Nevertheless, many of Lévy’s reflections are interesting, if in the end unsatisfying. He characterises the wars he has here written about as ‘meaningless,’ in the sense that they no longer have a place in any grand narrative of history. For example, what was once in Angola a proxy confrontation between the Soviet Union and the United States, between the ideals represented by communism and anti-communism, became, after the end of the Cold War, merely a struggle for loot in the form of oil and diamonds, with child soldiers not knowing what they were fighting for but committing acts of savagery (so much for the intrinsic innocence of childhood, Lévy rightly remarks).
Did this emptying of the conflict of ideological meaning represent a moral advance or a moral retreat?
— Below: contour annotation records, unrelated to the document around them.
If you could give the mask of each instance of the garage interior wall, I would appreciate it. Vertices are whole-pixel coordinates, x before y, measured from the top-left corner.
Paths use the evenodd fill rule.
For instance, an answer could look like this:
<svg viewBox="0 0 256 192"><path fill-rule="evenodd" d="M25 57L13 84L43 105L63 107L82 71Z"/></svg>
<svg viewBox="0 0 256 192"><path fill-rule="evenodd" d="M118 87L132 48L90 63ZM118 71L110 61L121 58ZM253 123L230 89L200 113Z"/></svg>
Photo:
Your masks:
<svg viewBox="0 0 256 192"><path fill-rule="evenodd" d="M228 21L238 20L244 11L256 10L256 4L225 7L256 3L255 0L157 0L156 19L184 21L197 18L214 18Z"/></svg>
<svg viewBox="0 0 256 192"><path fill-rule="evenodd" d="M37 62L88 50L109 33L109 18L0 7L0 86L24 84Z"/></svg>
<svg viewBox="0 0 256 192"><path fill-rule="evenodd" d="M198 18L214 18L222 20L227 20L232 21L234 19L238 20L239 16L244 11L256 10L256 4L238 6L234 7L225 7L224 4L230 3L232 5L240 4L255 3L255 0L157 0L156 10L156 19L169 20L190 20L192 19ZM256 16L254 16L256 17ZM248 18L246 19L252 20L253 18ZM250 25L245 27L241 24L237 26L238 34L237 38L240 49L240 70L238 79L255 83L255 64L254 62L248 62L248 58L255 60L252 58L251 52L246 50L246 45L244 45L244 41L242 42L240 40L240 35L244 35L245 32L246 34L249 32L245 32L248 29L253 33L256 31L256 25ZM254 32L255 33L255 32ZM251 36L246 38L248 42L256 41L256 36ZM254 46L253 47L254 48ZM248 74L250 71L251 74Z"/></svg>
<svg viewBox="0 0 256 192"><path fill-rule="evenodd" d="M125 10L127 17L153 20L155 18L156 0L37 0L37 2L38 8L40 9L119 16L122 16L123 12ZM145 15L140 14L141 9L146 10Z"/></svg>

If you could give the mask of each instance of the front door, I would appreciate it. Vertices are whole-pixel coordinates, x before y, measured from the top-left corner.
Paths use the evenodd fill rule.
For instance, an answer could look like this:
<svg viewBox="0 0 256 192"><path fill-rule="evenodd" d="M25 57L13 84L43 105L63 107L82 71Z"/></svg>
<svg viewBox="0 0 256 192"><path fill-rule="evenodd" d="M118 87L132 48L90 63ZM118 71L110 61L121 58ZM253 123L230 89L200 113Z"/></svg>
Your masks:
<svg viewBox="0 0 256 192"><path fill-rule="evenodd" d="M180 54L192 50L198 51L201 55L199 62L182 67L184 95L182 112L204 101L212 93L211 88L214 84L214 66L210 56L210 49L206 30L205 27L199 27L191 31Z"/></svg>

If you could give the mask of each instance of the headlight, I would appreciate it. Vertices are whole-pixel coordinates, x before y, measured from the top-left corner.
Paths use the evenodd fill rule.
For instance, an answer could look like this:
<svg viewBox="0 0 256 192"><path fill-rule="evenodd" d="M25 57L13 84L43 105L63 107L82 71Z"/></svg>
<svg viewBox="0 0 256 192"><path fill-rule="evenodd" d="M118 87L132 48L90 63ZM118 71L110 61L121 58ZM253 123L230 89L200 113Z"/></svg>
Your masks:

The author cannot quite decide whether wars fought, at least ostensibly, for ideologies are better or worse than wars fought for no such reason, which are wars that are for him — a pale Hegelian — outside history, or rather History.
I personally find the characterisation of large events, such as people being massacred by the hundreds of thousand, as being outside history both mystifying and profoundly distasteful. It implies that there are some people who take part in history and others who merely experience events. There is an echo here of Marx’s disgusting and proto-genocidal contempt for unhistorical nations.
Surely the war in Burundi has a meaning. As the author recognises, Burundi is a mirror image of Rwanda (as Rwanda is of Burundi). The war is thus an attempt to pre-empt genocide by means of committing it first. This may not be glorious or even rational, but it is certainly not meaningless for those who participate in it. Indeed, one might ascribe the war not to the absence of history, but to the tyranny of history: the inability to suppose that anything in the future could be different from, or not completely determined by, the past. The evidence that the author adduces for the post-historical nature of the Burundian conflict, namely the silent blankness of the faces of the victims it creates, is evidence of no such thing. It is evidence only of what they have suffered.
The footnotes to the reportage represent an eternal pirouetting around concepts of dubious ontological status or explanatory force. No doubt they give plenty of scope for ferocious polemics by like-minded intellectuals, but they make me think of the extraction of sunbeams from cucumbers.
The author half-recognises the self-indulgent nature of his enterprise. (It is interesting that he cites one of the great early French masters of reportage, Albert Londres, who was most definitely not a self-flagellating narcissist.) Much as he hates violence, and excoriates an intellectual and literary tradition that has glorified it, he is honest enough not to claim that he travels to war zones solely for the good of humanity. A man with his possibilities of leading an extremely comfortable life surely cannot expose himself to insect bites by the million with the chance of being shot into the bargain simply because he wants to give voice to the voiceless — though his desire to do so is creditable.
Perhaps the most memorable words in the book are a quotation of Drieu la Rochelle, the novelist and fascist sympathiser. Anyone who has heard and followed the siren song of man-made danger — as I have done — will recognise the truth of these words:
There is within me a terrible taste for depriving myself of everything, for leaving everything: that’s what I like about war; I’ve never been so happy — while being atrociously unhappy — as in those winters when all I had in the world was a fifty-cent book by Pascal, a knife, my watch, and two or three handkerchiefs, and when I didn’t get any letters.
Lévy, too, has known life stripped of its accidentals, when only the big questions are asked. As I read this book I oscillated between admiration and irritation.